Und auch wenn die Sicilienne wohl nichts mit Sizilien zu tun hat, könnte sie als heimlicher Titel über einem Konzert stehen, das am Freitag, 12. Mai 2017 in der Kirche Chiesa Nostra Signora delle Nazioni in Palermo stattfand. Den Rahmen des Konzerts für Violine und Orgel bildete das Festival "La Settimana Europea a Palermo".

Es spielten Sonja Korkeala (Violine) und Klemens Schnorr (Orgel), der das Konzert gemeinsam mit Don Felice Lupo und Flavia Odoroso organisiert hatte.

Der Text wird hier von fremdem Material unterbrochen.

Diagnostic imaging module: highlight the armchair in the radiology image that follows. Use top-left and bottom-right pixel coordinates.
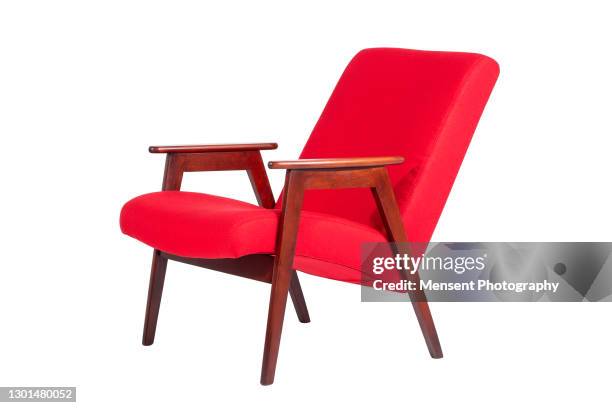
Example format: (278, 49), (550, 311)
(121, 48), (499, 385)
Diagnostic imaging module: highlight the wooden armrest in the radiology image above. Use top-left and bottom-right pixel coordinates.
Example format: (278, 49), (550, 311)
(268, 156), (404, 170)
(149, 143), (278, 153)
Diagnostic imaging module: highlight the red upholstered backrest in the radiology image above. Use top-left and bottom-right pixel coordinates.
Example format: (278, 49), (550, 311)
(280, 48), (499, 242)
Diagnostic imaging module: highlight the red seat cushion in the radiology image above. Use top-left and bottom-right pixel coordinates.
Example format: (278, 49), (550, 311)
(120, 191), (385, 283)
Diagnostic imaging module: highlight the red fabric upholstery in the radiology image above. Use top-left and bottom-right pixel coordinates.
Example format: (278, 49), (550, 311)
(120, 191), (385, 282)
(121, 48), (499, 282)
(279, 48), (499, 242)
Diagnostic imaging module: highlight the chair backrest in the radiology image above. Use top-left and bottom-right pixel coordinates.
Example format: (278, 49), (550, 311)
(280, 48), (499, 242)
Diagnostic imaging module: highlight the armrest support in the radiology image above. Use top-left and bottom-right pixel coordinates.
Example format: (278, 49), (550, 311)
(155, 143), (278, 208)
(149, 143), (278, 153)
(268, 156), (404, 170)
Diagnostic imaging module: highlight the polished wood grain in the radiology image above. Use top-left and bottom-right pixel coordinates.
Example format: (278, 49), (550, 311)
(142, 250), (168, 346)
(261, 162), (442, 385)
(149, 143), (278, 153)
(268, 156), (404, 170)
(142, 144), (310, 346)
(371, 171), (443, 358)
(261, 171), (304, 385)
(138, 145), (442, 385)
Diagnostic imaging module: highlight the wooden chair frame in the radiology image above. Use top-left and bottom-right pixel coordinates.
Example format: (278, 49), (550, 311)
(142, 143), (442, 385)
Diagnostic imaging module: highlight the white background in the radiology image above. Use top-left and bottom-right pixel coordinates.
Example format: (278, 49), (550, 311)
(0, 0), (612, 407)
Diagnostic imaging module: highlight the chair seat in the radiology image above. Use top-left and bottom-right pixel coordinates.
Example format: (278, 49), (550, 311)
(120, 191), (385, 283)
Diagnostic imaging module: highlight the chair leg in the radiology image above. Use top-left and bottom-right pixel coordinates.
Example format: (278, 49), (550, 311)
(289, 270), (310, 323)
(372, 172), (442, 358)
(261, 171), (306, 385)
(412, 301), (443, 358)
(261, 267), (292, 385)
(142, 250), (168, 346)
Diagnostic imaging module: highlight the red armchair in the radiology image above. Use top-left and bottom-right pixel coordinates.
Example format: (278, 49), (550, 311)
(121, 48), (499, 385)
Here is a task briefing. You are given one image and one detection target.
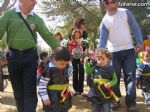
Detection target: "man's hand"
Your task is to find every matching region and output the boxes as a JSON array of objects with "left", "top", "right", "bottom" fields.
[{"left": 43, "top": 99, "right": 51, "bottom": 106}]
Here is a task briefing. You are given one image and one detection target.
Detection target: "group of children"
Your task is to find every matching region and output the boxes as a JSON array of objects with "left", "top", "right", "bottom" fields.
[{"left": 38, "top": 29, "right": 150, "bottom": 112}]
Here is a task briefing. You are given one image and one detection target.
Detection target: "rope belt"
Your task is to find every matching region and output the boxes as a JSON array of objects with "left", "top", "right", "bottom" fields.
[{"left": 48, "top": 84, "right": 69, "bottom": 90}]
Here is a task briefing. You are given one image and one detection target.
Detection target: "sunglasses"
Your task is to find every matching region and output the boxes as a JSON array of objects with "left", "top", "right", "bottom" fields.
[{"left": 105, "top": 0, "right": 117, "bottom": 5}]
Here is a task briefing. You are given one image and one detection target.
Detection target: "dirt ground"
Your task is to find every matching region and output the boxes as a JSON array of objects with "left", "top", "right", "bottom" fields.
[{"left": 0, "top": 81, "right": 150, "bottom": 112}]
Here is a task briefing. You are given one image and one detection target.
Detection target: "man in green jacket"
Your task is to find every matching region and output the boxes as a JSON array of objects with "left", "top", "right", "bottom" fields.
[{"left": 0, "top": 0, "right": 59, "bottom": 112}]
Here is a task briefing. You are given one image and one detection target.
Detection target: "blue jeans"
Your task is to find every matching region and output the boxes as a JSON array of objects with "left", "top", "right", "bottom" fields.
[
  {"left": 112, "top": 49, "right": 136, "bottom": 107},
  {"left": 6, "top": 49, "right": 38, "bottom": 112},
  {"left": 92, "top": 102, "right": 111, "bottom": 112}
]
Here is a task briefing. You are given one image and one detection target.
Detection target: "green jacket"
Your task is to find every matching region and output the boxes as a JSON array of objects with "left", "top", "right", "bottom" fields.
[{"left": 0, "top": 9, "right": 60, "bottom": 49}]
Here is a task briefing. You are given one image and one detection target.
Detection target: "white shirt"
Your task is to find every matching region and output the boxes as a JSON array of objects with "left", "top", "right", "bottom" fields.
[{"left": 102, "top": 8, "right": 134, "bottom": 52}]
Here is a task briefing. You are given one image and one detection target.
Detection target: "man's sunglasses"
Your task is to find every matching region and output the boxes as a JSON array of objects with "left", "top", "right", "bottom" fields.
[{"left": 105, "top": 0, "right": 117, "bottom": 5}]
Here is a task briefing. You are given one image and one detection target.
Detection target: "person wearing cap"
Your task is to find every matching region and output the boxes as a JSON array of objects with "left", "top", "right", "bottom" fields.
[
  {"left": 0, "top": 0, "right": 60, "bottom": 112},
  {"left": 98, "top": 0, "right": 143, "bottom": 112},
  {"left": 68, "top": 17, "right": 88, "bottom": 51}
]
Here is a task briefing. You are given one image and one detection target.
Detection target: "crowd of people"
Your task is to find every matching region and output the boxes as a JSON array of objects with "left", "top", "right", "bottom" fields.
[{"left": 0, "top": 0, "right": 150, "bottom": 112}]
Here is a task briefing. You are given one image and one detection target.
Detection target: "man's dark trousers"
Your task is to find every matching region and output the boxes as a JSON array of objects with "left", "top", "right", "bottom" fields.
[{"left": 6, "top": 49, "right": 38, "bottom": 112}]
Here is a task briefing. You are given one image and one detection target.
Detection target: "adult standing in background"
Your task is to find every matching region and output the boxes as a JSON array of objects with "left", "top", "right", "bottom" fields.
[
  {"left": 99, "top": 0, "right": 143, "bottom": 112},
  {"left": 0, "top": 0, "right": 59, "bottom": 112},
  {"left": 68, "top": 17, "right": 88, "bottom": 51}
]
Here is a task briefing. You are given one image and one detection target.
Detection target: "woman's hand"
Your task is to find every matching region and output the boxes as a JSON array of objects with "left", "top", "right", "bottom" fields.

Auf dem Programm standen Werke von Antonio Vivaldi, Jeremiah Clarke, Arcangelo Corelli, Georg Friedrich Händel, Giuseppe Arrigo, Josef Rheinberger, Giacomo Meyerbeer und Jules Massenet.


Und: die Sicilienne von Maria Theresia von Paradis.

Zwar gibt es Zweifel an ihrer Autorschaft, aber ebenso gibt es Zweifel an diesen Zweifeln. Fest steht, es ist nicht hinreichend belegt, dass die Komposition von Paradis stammt.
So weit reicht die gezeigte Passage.